Largely, policymakers have failed. HUD's Moving to Opportunity for Fair Housing program in the 1990s helped some low-income residents relocate to higher-income areas, but it was an experiment that wouldn't necessarily generate the same (modest) results when operated at scale. And it would encounter stiff political resistance.
Aggressive countermeasures like the ones under debate also inevitably place a burden on local governments. They divert resources from other efforts to help disadvantaged neighborhoods, such as simply building more housing, everywhere. According to HUD's new proposal, the agency was deluged with complaints about Obama-era policy, especially from smaller public-housing authorities protesting that onerous compliance meant leaving other pressing needs unfilled.

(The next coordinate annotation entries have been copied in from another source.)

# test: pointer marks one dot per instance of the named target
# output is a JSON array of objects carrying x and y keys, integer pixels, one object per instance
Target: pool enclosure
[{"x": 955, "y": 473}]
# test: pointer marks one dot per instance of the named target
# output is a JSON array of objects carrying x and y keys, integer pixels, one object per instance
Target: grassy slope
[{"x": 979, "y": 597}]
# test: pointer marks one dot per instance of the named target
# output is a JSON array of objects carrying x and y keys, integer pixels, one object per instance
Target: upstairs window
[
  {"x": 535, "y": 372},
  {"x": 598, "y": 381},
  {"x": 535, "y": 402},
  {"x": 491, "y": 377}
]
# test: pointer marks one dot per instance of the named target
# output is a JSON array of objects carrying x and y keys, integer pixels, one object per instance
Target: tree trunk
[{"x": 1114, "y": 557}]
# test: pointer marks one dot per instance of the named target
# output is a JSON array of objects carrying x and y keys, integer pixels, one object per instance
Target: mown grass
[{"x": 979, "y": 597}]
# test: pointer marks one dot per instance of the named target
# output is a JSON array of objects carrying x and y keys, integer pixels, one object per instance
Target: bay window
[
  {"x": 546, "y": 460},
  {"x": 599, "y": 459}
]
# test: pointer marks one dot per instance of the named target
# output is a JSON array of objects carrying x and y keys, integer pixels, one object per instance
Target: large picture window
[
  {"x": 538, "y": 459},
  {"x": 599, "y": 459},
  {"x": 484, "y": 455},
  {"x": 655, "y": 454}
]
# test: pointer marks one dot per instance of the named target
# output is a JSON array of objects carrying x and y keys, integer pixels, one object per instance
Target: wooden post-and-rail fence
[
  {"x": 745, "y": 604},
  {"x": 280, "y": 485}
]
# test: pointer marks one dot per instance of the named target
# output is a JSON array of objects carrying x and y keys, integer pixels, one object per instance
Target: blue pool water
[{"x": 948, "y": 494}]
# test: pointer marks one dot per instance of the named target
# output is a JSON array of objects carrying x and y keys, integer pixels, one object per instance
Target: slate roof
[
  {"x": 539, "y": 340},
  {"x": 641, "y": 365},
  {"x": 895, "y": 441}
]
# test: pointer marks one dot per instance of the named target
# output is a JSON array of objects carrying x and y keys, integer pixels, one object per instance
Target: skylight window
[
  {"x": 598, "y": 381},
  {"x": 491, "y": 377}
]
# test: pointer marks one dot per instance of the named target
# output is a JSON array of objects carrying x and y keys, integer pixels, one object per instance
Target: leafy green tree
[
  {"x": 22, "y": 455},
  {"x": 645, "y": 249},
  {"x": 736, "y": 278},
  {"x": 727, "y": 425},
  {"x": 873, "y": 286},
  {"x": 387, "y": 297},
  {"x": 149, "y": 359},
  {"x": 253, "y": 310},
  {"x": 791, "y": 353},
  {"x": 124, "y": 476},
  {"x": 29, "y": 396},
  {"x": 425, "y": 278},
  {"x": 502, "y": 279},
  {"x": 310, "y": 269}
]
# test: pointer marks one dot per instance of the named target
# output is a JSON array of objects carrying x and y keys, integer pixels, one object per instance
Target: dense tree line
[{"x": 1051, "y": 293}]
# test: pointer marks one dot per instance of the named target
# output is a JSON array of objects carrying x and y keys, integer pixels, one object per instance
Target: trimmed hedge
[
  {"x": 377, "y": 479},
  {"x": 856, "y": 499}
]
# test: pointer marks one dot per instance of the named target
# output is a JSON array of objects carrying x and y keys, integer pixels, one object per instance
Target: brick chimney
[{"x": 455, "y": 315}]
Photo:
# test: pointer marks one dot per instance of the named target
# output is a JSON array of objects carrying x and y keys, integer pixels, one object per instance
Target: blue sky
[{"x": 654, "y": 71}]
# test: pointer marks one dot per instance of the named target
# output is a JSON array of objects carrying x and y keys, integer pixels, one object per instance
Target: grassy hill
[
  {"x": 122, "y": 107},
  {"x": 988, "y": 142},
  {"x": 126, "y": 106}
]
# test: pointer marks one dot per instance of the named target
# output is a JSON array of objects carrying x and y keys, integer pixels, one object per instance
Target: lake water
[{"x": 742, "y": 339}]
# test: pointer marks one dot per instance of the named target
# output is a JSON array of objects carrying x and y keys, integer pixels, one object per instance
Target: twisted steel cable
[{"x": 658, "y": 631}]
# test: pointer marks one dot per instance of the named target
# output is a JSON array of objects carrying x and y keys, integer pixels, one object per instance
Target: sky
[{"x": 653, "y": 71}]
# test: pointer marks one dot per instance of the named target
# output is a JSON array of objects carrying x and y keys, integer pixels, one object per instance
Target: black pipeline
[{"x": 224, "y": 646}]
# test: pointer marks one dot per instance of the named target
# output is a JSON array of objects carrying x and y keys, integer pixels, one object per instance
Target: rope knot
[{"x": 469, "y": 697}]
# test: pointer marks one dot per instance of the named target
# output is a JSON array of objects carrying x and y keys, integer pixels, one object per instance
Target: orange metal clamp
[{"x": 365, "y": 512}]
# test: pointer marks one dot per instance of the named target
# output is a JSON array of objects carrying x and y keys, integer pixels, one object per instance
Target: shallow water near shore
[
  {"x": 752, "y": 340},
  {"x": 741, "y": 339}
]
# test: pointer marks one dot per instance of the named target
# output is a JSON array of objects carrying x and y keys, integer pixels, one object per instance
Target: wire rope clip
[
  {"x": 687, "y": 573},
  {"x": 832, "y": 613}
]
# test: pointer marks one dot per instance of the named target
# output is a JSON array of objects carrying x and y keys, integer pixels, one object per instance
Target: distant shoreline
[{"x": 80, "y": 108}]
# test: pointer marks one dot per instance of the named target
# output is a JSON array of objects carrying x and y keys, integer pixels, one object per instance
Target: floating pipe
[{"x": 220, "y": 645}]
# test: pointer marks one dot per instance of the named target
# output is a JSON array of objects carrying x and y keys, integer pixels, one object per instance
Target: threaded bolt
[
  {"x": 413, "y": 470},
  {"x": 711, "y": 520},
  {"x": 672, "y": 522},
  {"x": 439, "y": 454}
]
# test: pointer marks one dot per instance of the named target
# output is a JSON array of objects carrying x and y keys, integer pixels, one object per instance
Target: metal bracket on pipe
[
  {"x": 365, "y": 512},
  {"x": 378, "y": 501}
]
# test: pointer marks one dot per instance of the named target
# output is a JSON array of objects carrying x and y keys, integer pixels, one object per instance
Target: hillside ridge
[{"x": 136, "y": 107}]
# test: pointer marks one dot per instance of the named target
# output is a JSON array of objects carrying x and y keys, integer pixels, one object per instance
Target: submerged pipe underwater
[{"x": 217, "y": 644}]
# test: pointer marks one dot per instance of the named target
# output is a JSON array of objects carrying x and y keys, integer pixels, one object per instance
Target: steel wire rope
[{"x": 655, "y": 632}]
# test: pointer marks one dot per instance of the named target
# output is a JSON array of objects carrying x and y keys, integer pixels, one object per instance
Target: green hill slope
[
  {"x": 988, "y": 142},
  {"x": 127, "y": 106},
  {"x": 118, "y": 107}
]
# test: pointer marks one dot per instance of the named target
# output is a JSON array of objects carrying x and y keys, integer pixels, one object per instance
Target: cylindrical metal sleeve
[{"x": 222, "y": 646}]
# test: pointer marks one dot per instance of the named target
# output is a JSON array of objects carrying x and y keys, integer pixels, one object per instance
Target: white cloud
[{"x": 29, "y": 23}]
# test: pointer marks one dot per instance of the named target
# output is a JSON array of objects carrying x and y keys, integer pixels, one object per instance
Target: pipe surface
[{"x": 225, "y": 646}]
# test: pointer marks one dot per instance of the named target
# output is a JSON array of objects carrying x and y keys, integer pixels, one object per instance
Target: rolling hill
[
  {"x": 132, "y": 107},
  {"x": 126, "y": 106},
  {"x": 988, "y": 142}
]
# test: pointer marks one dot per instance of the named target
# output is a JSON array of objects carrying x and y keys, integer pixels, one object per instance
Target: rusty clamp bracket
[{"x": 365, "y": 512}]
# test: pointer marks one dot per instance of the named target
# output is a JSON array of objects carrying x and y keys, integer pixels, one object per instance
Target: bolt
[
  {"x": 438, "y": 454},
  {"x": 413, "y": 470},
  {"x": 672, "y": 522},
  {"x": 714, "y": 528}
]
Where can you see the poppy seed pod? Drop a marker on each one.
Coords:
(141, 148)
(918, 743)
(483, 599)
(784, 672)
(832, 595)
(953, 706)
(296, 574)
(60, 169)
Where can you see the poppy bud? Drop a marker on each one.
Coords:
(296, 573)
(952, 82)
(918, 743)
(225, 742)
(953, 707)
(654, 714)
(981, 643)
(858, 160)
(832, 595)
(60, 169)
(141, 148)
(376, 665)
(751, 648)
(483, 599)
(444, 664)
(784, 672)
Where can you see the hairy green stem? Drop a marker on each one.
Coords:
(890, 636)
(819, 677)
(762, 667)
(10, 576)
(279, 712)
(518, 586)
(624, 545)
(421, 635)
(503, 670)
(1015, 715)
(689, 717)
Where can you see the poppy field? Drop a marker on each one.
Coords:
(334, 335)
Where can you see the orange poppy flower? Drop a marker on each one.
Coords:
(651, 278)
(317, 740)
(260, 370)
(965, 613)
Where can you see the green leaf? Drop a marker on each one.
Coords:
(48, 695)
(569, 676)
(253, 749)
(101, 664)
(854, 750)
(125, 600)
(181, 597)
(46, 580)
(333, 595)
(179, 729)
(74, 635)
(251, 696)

There’s a reasonable argument that disbanding everyone’s internal border police is simply beyond the federal government’s powers, that it’s better to focus simply on putting roofs over heads, wherever those heads happen to be. But you could also argue that surrendering to our worst tendencies is of a piece with much other Trump administration policy — which is to say, entirely too deferential to border cops, real or metaphorical.
But whether you agree with the administration's actions or not, it shouldn't be hard to agree that whatever the government does will not be enough.
In Miéville’s novel, the detective hero ultimately realizes that the only way to solve the crime is to venture across the divide. Abandoning the half-world that he has spent so long imagining as whole is not entirely comfortable. But in fiction as in life: The only road to justice is a deliberate decision to step into the crosshatches and dwell in “the city and the city.”
Megan McArdle is a Washington Post columnist and the author of “The Up Side of Down: Why Failing Well Is the Key to Success.”